Y es que a mi parecer en nuestro país el “lector objeto” está mal formulado: aún pensamos que leer al Premio Nacional es una obligación para con la cultura general (ergo, debería haber vendido tantos millones de libros como bolivianos hay en el país); aún creemos que la vasta lectura es una condición sine quanum para pasar por inteligente (cuando podríamos tranquilamente pensar en que lo es también que la gente sepa resolver logaritmos o realizar una epicrisis); aún pensamos que por escribir “sin ache” se va a acabar el mundo (y por eso nunca ahondamos en los discursos, nos conformamos con ser alfabetos).
Es decir, somos superficiales en nuestra perspectiva del arte y de la cultura, de uno y de otro lado. (En defensa de los conservadores, tendré yo mismo que decir que la lectura te enseña precisamente a leer la realidad y la vida en toda su dimensión, aunque hemos hecho de ese ritual también un protocolo de consumo que pasa por comprar libros caros, consumir historias banales y manejar discursos prefabricados. Por eso tartamudeamos al pensar, nos expresamos con muletillas y nuestras acciones también tienen errores ortográficos).
Lectores. El experimento me llevó a lidiar con la inquietud y curiosidad de la gente de a pie, en contraposición a la falsa alcurnia de las presentaciones de libros oficiales. Si apelamos a algo de estadística, habrá que decir que en un conteo a boca de urna —a boca de libro— contabilicé que apenas 1 de cada 10 lectores de
La Guerra del Papel habían acabado el libro al cerrar el 2016. Del grupo que no la había terminado, la mitad la dejó a medias y la otra mitad ni la comenzó. Coincide en este último grupo aquellos que en su momento exigieron un autógrafo que, a la postre, sería lo único que leerían de sus 399 páginas.

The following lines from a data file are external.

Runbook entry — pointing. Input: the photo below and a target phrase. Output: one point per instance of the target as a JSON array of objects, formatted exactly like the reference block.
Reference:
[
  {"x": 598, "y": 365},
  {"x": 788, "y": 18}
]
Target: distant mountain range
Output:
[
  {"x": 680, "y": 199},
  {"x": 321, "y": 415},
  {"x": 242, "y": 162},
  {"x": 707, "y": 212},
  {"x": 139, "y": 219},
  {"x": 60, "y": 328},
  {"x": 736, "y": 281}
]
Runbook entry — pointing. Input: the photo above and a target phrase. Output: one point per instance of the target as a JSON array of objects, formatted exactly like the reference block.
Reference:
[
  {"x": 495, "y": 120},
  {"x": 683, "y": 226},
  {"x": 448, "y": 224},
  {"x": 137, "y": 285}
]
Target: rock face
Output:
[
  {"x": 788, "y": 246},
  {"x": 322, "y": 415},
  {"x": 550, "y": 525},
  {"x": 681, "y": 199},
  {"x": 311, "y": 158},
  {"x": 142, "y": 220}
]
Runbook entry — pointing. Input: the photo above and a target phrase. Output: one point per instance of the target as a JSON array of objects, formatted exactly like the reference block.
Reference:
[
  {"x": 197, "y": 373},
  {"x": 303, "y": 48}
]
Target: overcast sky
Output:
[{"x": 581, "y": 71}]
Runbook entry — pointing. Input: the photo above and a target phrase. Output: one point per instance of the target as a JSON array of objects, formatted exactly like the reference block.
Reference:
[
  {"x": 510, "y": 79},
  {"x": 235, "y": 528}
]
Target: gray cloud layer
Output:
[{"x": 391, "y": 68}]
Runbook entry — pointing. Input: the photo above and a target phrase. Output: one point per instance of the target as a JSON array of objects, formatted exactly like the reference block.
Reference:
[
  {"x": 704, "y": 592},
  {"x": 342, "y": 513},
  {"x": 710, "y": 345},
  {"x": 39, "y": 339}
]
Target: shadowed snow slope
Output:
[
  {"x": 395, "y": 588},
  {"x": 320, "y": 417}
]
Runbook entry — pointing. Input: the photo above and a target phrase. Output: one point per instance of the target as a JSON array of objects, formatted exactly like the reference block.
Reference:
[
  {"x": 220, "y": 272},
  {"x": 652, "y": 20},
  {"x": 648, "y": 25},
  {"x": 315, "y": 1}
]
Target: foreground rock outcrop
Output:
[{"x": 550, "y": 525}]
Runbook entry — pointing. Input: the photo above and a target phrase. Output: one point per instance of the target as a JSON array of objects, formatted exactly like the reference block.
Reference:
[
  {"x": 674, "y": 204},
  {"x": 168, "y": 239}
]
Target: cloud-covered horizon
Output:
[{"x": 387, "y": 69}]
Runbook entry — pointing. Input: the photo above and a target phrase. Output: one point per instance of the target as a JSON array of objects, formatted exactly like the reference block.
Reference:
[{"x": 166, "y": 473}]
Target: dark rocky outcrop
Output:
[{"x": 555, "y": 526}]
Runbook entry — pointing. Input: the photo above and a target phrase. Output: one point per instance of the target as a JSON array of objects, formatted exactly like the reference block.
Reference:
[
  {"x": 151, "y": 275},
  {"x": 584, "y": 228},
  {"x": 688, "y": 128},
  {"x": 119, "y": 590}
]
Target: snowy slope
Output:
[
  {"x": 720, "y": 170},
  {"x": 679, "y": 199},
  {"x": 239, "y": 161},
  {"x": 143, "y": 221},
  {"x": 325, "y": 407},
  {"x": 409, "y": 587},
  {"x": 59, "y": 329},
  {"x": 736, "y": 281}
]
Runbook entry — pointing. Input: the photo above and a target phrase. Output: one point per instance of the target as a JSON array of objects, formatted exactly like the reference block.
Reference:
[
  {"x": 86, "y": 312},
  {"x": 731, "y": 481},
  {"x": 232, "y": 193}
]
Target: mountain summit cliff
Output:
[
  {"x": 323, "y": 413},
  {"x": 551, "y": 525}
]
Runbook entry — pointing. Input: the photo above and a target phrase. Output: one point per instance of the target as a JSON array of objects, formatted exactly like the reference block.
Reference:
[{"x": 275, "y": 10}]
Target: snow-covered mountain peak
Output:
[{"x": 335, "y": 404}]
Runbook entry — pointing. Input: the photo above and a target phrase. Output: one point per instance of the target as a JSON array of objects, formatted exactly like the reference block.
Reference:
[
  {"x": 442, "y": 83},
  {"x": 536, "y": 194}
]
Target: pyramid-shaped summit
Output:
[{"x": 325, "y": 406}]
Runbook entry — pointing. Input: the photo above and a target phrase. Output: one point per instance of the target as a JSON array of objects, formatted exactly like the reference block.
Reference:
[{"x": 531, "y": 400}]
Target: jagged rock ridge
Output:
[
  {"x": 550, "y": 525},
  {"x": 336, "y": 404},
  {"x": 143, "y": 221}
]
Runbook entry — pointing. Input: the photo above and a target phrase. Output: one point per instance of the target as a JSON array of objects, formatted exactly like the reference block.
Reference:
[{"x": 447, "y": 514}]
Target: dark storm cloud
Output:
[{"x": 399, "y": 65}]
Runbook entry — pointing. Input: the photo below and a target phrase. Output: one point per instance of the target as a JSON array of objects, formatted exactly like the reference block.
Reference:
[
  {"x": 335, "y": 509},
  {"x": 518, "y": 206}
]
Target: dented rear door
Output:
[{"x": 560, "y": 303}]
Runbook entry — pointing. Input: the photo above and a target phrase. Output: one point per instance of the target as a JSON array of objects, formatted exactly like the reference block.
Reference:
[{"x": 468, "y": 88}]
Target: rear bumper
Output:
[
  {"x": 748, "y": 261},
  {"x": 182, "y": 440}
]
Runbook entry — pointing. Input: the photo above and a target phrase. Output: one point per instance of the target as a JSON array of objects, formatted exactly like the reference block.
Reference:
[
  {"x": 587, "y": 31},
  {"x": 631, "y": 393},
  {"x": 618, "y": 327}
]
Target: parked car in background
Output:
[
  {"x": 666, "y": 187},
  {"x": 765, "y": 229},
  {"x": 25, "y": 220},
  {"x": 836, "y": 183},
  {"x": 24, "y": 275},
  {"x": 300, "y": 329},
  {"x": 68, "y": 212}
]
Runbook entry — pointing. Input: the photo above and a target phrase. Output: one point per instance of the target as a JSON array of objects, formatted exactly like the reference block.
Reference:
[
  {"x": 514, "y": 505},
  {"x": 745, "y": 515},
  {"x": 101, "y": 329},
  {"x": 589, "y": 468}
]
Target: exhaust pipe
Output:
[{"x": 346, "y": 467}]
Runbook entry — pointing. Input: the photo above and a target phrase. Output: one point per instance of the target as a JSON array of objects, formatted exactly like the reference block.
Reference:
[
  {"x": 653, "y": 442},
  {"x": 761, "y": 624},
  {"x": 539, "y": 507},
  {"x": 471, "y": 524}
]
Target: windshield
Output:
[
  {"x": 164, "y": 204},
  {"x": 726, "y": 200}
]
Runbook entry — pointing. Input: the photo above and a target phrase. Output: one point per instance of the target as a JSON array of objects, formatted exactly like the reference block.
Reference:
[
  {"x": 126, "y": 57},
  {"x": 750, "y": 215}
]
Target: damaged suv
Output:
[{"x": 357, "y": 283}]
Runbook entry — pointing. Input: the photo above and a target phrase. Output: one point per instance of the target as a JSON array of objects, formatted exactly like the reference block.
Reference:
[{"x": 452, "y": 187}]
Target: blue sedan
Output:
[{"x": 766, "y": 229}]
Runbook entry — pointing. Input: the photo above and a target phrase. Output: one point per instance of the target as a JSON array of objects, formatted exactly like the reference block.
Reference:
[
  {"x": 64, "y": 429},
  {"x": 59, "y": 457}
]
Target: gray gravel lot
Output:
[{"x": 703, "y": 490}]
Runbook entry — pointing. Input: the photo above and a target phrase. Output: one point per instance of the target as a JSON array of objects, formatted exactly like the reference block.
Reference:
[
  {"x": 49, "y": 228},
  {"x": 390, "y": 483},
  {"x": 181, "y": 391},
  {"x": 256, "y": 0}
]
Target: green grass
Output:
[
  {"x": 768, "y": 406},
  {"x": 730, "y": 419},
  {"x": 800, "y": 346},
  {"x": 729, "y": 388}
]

En cuanto a La Guerra del Agua, sus 155 páginas fueron consumidas activamente por quienes la compraron, desde el título, con el que se identificaban por ser de una problemática latente. Las historias —de coyuntura en su gran mayoría— obedecían al lenguaje popular y a situaciones tragicómicas que algún psicoanalista diría que tienden a la catarsis. El mismo hecho de crear un formato de bolsillo y una edición de 10 bolivianos regada sobre un nailon en el suelo rompió el hielo que suele existir entre lectores y autores. Algunos se acercaron, ojearon el librito y hasta intercambiaron criterios con el autor, algo quizás impensable en un medio literario anquilosado en sus escalafones.